You must be able to ssh or rsh to all the machines you are trying to run on without being prompted for a password. Simply try ssh other_host ls or the same with rsh to see if you get a list of the files on the home directory on the other machine. If this does not work, you will need to talk with your system administrator or read the manpages on ssh/rsh. You may just need to create a .rhosts file on your home directory that includes a list of the machines that you will be accessing. You might also try pinging the remote machine as a sanity check.

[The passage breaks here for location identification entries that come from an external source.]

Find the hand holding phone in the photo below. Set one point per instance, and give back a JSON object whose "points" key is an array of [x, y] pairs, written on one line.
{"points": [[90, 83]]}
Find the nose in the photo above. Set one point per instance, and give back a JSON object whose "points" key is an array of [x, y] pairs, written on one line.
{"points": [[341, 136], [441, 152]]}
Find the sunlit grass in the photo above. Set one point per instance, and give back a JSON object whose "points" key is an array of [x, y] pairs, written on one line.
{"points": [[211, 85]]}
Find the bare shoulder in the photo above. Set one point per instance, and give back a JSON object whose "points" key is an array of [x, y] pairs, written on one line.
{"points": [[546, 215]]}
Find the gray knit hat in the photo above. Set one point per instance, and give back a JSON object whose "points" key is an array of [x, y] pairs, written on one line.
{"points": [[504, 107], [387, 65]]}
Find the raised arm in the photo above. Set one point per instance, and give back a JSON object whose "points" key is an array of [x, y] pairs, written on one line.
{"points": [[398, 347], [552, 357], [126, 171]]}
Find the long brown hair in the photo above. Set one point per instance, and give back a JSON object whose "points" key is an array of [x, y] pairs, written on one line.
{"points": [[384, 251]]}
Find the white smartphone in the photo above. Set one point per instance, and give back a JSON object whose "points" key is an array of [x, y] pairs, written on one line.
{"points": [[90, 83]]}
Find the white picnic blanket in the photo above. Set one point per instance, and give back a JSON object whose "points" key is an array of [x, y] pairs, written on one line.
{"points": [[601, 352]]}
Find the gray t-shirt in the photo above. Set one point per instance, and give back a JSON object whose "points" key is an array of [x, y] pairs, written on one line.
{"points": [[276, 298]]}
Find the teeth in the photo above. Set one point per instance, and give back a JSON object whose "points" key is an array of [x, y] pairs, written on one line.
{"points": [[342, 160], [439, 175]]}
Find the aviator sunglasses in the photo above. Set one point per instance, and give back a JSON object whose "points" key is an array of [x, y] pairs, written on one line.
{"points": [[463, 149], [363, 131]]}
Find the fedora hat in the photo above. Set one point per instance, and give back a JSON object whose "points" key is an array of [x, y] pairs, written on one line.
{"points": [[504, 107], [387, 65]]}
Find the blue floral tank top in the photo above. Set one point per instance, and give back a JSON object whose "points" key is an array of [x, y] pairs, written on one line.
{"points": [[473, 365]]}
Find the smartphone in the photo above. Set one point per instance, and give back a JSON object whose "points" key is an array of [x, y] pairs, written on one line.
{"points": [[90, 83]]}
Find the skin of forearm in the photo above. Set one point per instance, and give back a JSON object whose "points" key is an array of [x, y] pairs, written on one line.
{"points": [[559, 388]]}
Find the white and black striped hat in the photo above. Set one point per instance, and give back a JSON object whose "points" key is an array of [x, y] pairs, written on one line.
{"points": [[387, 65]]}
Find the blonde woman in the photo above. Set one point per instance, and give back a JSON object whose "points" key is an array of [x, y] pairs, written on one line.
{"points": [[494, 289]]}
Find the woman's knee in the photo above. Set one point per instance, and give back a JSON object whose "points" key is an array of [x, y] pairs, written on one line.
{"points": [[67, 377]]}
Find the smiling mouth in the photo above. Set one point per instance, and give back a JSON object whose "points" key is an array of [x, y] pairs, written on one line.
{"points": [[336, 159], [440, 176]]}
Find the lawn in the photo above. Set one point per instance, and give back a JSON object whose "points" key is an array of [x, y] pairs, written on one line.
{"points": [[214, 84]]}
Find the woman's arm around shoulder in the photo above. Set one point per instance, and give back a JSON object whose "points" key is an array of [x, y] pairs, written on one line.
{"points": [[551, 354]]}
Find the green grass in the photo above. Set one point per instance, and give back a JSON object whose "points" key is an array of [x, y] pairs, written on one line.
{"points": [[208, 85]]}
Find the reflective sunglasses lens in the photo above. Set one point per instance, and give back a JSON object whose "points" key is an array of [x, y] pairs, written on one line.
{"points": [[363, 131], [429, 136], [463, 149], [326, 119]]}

If you are going to use rsh instead of ssh, edit the first few lines in the bin/mprun script to choose rsh. In some cases, we have needed to turn off the X11 and authentication forwarding by using ssh -x -a. Do this if you get .Xauthority errors.

Compilation errors

MP_Lite has been tested on current versions of many flavors of Unix. In order to run on this variety of operating systems, it has to stick pretty close to ANSI standards. If have problems compiling MP_Lite on a system or OS-level not tested, please send me (turner@ameslab.gov) the entire output from the compiler as well as the configuration of the machine (type, OS and level, etc.).

Run-time errors

The first test you should do is to compile MP_Lite and the pong program and run it on two nodes. For two Unix machines, type make tcp for the most robust version then make pong to compile and link pong.c. Use mprun -np 2 -h host1 host2 pong & to run the code on host1 and host2. You may also wish to run in SMP mode with two processes on one machine using mprun -np 2 -smp host1 pong &.

If pong freezes up for any reason, try using the mpstat command or looking in the .nodeX files as described in the debugging section to determine what the problem is. If pong runs to completion, it will provide you with a quick and dirty measure of the communication performance between the two machines.

Bail times

The mplite.h file has a parameter called BAIL_TIME that is set to 5 minutes by default. If a node is waiting more than that amount of time, it will do a graceful exit and notify the other nodes so that they can abort too. If you have a code that waits longer than this for messages to arrive, simply edit the mplite.h file to change the BAIL_TIME then do a make clean and recompile MP_Lite.

Maximum number of nodes

The maximum number of nodes is initially set to 1024 in the mplite.h file. There is nothing wrong with changing this, but if you are trying to run MP_Lite on more than 1024 workstations you would need to consider other limitations such as the fact that large TCP buffers are allocated for each other node. MP_Lite is not designed or tested for huge systems, so be aware of its limitations if you are pushing the envelope.

Maximum number of active messages

Each module has a different maximum number of active messages. This level is set to keep the memory usage down, and can easily be increased if needed. If you receive a warning message in the .nodeX log files, simply edit that module, recompile the MP_Lite library, and relink it to your code.

All modules have the maximum number of active messages set to 10,000 by default. The shmem.c module has circular queue sizes set to 100 that would limit the number of pending messages to or from a given node to 100. The experimental shm.c module has maximum number of SMP process set to 1000. The maximum number of segments is also set to 1000, which would limit the number of active messages to the same.